NDR-Bigband 2004

Und so stand es in der Celleschen Zeitung:

Temporeich, lyrisch, perfektioniert: NDR-Big-Band überzeugt in Celle

 

 

Kraftvoll führte Reiner Winterschladen (Trompete) die NDR-Big-Band durch die Geschichte einer tragischen Liebe.

Ein herausragender Solist an der Trompete, eine Band, die ihre musikalischen Freiräume voll nutzt und ein erfrischendes Vorspiel örtlicher Gruppen – der zweite Auftritt der NDR-Big-Band in Celle wurde zum vollen Erfolg. Der Schwerpunkt lag diesmal ganz auf dem Jazz, der sowohl klassisch wie auch modern, ja sogar mit Eigenkompositionen junger Musiker „gewürzt“ war.

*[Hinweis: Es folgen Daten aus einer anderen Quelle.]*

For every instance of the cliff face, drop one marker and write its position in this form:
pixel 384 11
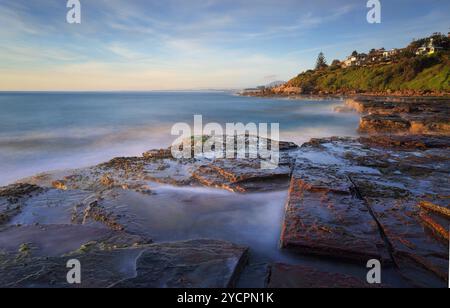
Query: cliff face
pixel 409 76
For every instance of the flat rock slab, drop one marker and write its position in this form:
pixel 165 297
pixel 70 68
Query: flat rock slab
pixel 324 218
pixel 386 185
pixel 297 276
pixel 57 240
pixel 423 116
pixel 193 264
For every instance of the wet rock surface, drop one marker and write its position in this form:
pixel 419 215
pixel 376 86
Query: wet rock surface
pixel 387 115
pixel 336 207
pixel 350 200
pixel 120 260
pixel 297 276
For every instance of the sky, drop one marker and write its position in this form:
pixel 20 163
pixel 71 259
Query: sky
pixel 143 45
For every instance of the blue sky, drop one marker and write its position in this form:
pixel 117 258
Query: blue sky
pixel 193 44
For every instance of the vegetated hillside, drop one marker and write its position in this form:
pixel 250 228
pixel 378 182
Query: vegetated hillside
pixel 409 72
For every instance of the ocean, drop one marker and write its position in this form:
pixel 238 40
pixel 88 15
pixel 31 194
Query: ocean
pixel 43 131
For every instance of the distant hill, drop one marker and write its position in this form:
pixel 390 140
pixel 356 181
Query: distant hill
pixel 416 69
pixel 275 84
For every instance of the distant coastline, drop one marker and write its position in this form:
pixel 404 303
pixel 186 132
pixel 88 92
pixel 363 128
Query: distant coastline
pixel 422 69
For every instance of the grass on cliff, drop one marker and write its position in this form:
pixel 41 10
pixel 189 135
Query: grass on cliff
pixel 427 73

Bereits zum zweiten Mal war die Bigband des Norddeutschen Rundfunks aus Hamburg auf Einladung der Neuen Jazz Initiative zu Gast in Celle. Auf dem Programm stand diesmal unter anderem die legendäre Miles Davis/Gil Evans-Produktion der Gershwin-Oper „Porgy And Bess“, die, 1958 als Schallplattenaufnahme eingepielt, als ein Meilenstein in die Geschichte des Jazz eingegangen ist. Als bekanntestes Stücck dieser Bearbeitung gehört „Summertime“ in der Interpretation von Miles Davis unbestritten zu den Klassikern des modernen Jazz.
Nach den erfrischenden Beiträgen der Dixieland-Jazzband des Kaiserin-Auguste-Viktoria-Gymnasiums und der Stick Connection im Vorprogramm stellte sich die NDR-Big-Band unter Leitung von Gastdirigent Lucas Schmid in einem ersten Set mit einem „musikalischen Selbstportrait“ vor: Nicht mit gängigen, oft gehörten BigBand-Standards sondern mit sehr jungen Eigenkompositionen aus der Feder einzelner Bandmitglieder, die den erstklassigen solistischen Bläsern viel Raum zur Improvisation ließen, wurde mit den „Bildern einer Band“ das angekündigt hohe Niveau der Musiker bestätigt. Dabei wurden alle klanglichen Möglichkeiten einer Bigband in den durchweg temporeichen Arrangements voll ausgeschöpft.
Hohen Wiedererkennungswert hatte dagegen im zweiten Teil des Konzerts die „Porgy And Bess“-Bearbeitung von Gil Evans, die eine Erweiterung der Big-Band-Besetzung um vier Gastmusiker an Tuba und drei Hörnern erforderlich machte: Evans hatte mit diesen und weiteren im Jazz bis dahin nicht üblichen Instrumenten das Klangspektrum des orchestralen Jazz seiner Zeit revolutioniert.
Die NDR-Band, die sich sehr dicht ans Original hielt, es aber dennoch nicht einfach nur nachspielen wollte, nutzte die in der Partitur angelegten Freiräume und legte die Evans-Arrangements ein wenig schneller und in den Bläsersätzen noch dynamischer und kraftvoller an. Auch das Zusammenspiel von Schlagzeug (Danny Gottlieb) und Bläsern wirkte im Vergleich zur historischen Tonvorlage, die damals in nur vier Tagen eingespielt werden musste, perfektioniert.
Nicht die schwüle, träge Südstaatenhitze des Originalschauplatzes von „Porgy And Bess“ wurde auf diese Weise klanglich umgesetzt sondern eher das grelle, etwas unterkühlte aber energiegeladene Leben der modernen Städte, was der großartigen Gesamtwirkung der Orchester-Suite aber nicht entgegenstand.
Einen ganz entscheidenden Anteil am Gelingen hatte sicherlich der herausragende Solist an der Trompete: Reiner Winterschladen füllte den Part von Miles Davis mit eigener musikalischer Persönlichkeit und erzählte kraftvoll und zugleich sehr lyrisch mit immer wieder wechselnder Klangfärbung die anrührende Geschichte von der großen aber tragischen Liebe zwischen dem Krüppel Porgy und seiner schönen Bess.
Bewundernswert auch die Kondition Winterschladens, der, der – bis zur Erschöpfung gefordert – die Anstrengung kaum hörbar werden ließ. Ein großer Jazz-Abend, der vom Publikum zu Recht mit Begeisterung aufgenommen wurde.